$X=\mathbb{R}$, $\tau_{0}=\{U \subseteq \mathbb{R}|U \subseteq \mathbb{R} \;\text{open in the standard topology and } 0 \in U\} $. Find the limit points of the sequence $x_n=1+\frac{1}{n}$.
Solution:
The sequence $(x_n)$ is a convergent sequence in $(\mathbb{R},\tau_{0})$ and: $0$, and $n\ge1$ are the limit points of $x_n$.
Defintion: A sequence $(x_n)_{n\in \mathbb N}$ in a topological space $X$ is called convergent if $\exists\;x\in X$ such that given any neighborhod $U\subseteq X$ of $x$, $\exists$ $n_U$ s.t. whenever $n \ge n_U$, $x_n\in U$.
Now, using the definition above and defintion of open sets in $\tau_0$, clearly any neighborhood of $1$ contains $0$ and so $0,1$ are limit points of $x_n$.
Now suppose, I choose $k=1.1$, then any neigbhorhood $U_1$ of $1.1$ should contain $0$ (definition of $\tau_{0}$) and choosing $n_U=10$ we have that whenever $n\ge10$, $x_n\in U_1$.
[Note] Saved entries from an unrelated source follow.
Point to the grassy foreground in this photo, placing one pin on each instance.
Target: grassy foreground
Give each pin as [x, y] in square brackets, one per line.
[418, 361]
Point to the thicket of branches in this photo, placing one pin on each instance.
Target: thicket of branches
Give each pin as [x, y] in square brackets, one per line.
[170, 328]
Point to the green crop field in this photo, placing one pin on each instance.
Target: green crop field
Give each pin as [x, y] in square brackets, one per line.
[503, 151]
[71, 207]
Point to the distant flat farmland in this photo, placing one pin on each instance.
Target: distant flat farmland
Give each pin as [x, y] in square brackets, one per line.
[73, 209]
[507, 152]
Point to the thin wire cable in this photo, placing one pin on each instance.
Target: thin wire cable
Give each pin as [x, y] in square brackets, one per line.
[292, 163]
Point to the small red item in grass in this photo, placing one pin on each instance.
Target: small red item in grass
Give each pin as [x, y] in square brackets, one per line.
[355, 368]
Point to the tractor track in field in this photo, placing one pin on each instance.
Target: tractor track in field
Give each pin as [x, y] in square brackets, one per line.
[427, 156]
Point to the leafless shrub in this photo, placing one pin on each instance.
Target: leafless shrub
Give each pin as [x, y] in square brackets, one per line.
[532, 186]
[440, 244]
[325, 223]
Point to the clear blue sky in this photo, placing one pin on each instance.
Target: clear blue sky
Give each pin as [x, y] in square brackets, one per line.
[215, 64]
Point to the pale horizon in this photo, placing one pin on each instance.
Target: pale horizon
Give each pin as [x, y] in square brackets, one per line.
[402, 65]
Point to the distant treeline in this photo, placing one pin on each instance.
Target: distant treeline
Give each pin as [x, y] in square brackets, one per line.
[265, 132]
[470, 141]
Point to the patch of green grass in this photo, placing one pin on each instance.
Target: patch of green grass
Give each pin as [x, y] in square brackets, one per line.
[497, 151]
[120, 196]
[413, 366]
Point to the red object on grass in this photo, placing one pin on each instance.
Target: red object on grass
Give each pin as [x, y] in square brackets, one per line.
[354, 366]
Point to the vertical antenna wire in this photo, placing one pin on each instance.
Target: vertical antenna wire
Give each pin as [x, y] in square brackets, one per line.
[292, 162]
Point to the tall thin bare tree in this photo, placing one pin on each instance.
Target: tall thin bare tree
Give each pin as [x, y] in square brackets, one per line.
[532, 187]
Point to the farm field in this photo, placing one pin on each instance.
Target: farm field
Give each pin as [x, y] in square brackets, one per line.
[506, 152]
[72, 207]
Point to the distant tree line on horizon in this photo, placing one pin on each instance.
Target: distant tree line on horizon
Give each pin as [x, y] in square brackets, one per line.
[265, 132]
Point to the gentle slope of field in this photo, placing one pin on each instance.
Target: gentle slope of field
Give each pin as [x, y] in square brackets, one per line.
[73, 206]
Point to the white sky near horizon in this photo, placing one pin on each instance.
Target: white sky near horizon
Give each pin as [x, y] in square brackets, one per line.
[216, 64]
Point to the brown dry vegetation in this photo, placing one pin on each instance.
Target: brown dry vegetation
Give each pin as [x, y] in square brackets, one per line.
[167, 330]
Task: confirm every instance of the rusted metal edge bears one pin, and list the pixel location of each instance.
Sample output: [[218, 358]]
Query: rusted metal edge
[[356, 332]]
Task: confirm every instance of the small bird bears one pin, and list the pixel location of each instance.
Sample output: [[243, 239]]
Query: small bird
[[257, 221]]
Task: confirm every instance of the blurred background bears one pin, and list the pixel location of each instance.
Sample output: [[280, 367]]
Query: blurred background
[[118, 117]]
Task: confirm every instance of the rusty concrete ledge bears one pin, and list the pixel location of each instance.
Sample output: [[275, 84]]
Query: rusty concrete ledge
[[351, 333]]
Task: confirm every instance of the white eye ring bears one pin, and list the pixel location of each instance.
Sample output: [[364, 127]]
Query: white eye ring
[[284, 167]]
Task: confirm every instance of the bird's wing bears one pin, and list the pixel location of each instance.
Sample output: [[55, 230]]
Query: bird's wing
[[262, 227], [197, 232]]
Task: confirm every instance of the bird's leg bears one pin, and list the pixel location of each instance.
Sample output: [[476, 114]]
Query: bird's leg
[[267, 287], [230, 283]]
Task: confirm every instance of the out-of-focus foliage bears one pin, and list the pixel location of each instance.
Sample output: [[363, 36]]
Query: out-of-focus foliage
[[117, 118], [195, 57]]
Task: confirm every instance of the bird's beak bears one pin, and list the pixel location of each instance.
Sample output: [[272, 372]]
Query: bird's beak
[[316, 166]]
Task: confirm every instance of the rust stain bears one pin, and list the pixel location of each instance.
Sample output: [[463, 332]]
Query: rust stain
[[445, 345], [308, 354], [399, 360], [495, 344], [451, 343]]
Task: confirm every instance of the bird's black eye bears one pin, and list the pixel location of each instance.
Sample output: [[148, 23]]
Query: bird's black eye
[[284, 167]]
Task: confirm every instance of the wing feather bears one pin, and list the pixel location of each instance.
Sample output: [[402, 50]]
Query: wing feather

Similarly, I can show that for any real number $n\ge 1$, I can find $n_u$ using archimedian property and hence the limit points are $0$ and any real number $n\ge1$.
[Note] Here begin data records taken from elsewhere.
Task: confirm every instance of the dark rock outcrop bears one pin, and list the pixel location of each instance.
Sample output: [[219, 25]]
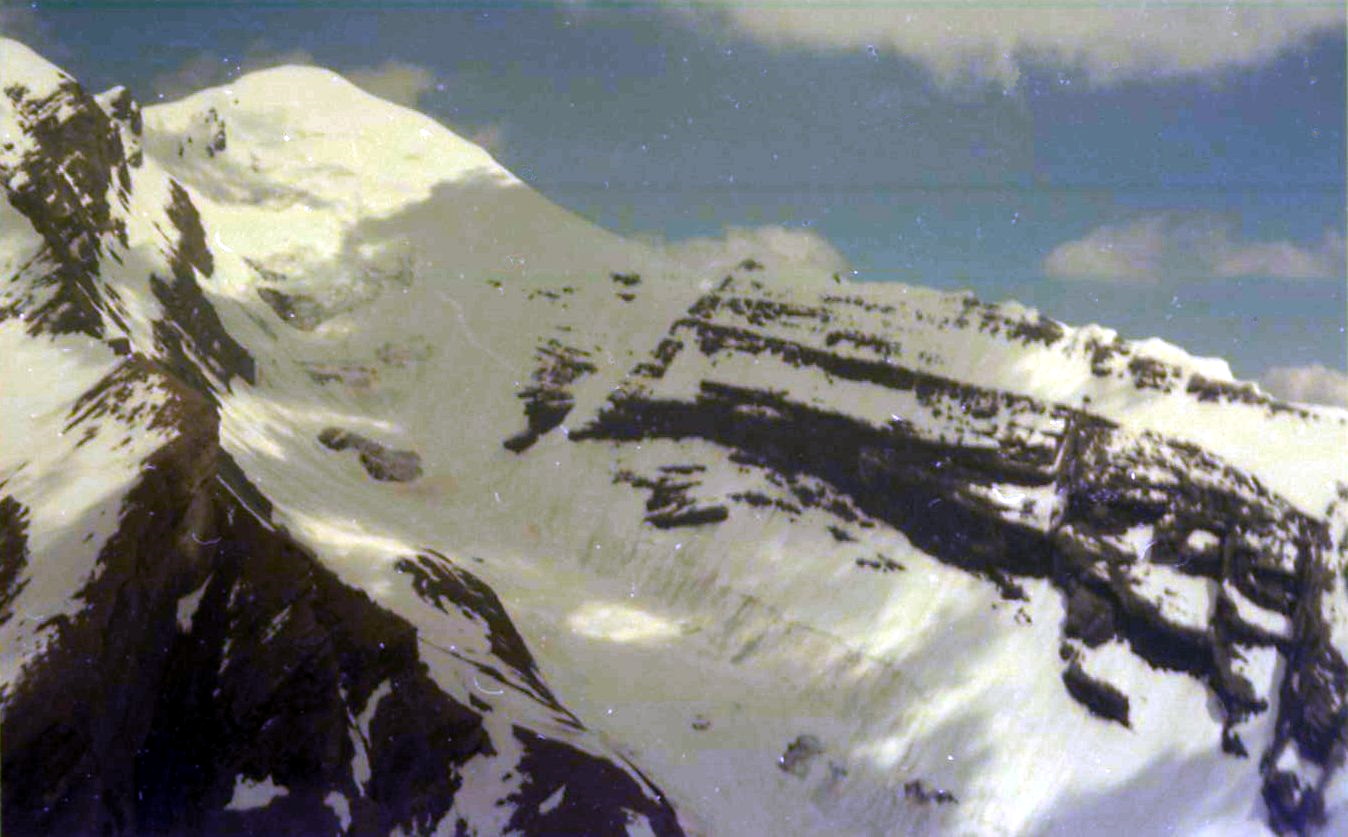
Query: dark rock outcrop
[[380, 462]]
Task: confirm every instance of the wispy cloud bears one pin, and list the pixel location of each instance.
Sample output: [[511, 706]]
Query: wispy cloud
[[1184, 245], [18, 20], [773, 245], [208, 69], [1314, 384], [982, 39], [396, 81]]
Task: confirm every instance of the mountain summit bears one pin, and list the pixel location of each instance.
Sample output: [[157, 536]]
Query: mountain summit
[[348, 485]]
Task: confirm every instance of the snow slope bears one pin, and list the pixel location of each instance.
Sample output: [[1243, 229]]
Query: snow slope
[[806, 555]]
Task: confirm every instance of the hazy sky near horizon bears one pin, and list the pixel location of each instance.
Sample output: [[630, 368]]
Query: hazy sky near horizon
[[1176, 171]]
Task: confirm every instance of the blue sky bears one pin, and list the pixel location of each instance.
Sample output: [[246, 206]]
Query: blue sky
[[1177, 171]]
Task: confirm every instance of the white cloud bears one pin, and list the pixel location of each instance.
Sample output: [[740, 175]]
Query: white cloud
[[773, 245], [209, 69], [1314, 384], [1182, 245], [975, 39], [395, 81]]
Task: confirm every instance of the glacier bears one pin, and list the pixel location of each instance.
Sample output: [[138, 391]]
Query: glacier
[[349, 485]]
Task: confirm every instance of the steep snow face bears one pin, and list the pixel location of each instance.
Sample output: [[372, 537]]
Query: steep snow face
[[817, 557]]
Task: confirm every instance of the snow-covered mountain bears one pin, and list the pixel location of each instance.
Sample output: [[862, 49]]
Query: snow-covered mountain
[[349, 485]]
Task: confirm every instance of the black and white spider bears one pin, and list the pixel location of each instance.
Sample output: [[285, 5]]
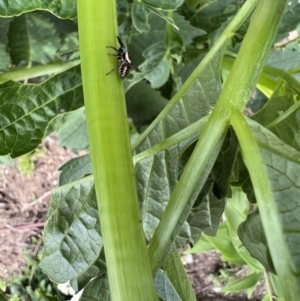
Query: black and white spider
[[123, 58]]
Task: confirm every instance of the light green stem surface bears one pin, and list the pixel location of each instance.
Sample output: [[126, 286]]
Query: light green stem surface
[[127, 262]]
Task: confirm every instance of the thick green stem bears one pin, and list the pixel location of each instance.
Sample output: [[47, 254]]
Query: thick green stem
[[128, 265]]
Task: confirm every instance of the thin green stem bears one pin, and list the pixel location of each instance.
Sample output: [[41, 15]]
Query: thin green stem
[[234, 25], [267, 207]]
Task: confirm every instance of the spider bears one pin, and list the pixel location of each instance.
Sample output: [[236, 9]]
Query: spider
[[123, 58]]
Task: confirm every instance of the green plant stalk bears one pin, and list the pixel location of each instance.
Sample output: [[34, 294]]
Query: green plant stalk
[[19, 74], [234, 25], [267, 207], [237, 90], [127, 262]]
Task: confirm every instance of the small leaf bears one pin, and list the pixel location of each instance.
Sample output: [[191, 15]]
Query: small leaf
[[177, 275], [139, 17], [61, 8], [164, 287], [26, 110], [252, 235], [25, 35], [72, 132], [72, 242], [246, 283], [5, 58], [75, 169], [97, 289], [164, 4], [156, 67]]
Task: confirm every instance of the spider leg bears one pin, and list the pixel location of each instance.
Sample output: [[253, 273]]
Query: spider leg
[[112, 70], [120, 42], [114, 48]]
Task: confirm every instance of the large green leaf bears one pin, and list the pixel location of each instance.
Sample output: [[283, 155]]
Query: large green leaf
[[281, 115], [62, 8], [282, 164], [26, 110], [212, 16], [155, 51], [32, 39], [72, 241]]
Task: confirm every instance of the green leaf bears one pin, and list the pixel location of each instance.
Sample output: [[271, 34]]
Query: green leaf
[[222, 243], [176, 273], [283, 168], [235, 214], [246, 283], [61, 8], [26, 110], [143, 104], [139, 17], [252, 235], [5, 58], [164, 287], [75, 169], [284, 59], [72, 242], [290, 19], [160, 47], [163, 4], [97, 289], [25, 35], [213, 15], [46, 297], [72, 132], [157, 175], [156, 67], [281, 115]]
Am I correct? Please help if there is any fallacy in my argument. Thanks.
I don't see how $0$ is a limit point as a neighborhood with radius less than 1 would not intersect your sequence. It won't hold for any $n$. For example, take $n = 1$. So if $2$ was a limit point, I could pick radius less than $1/2$ and it will not intersect the sequence aside from the point $2$.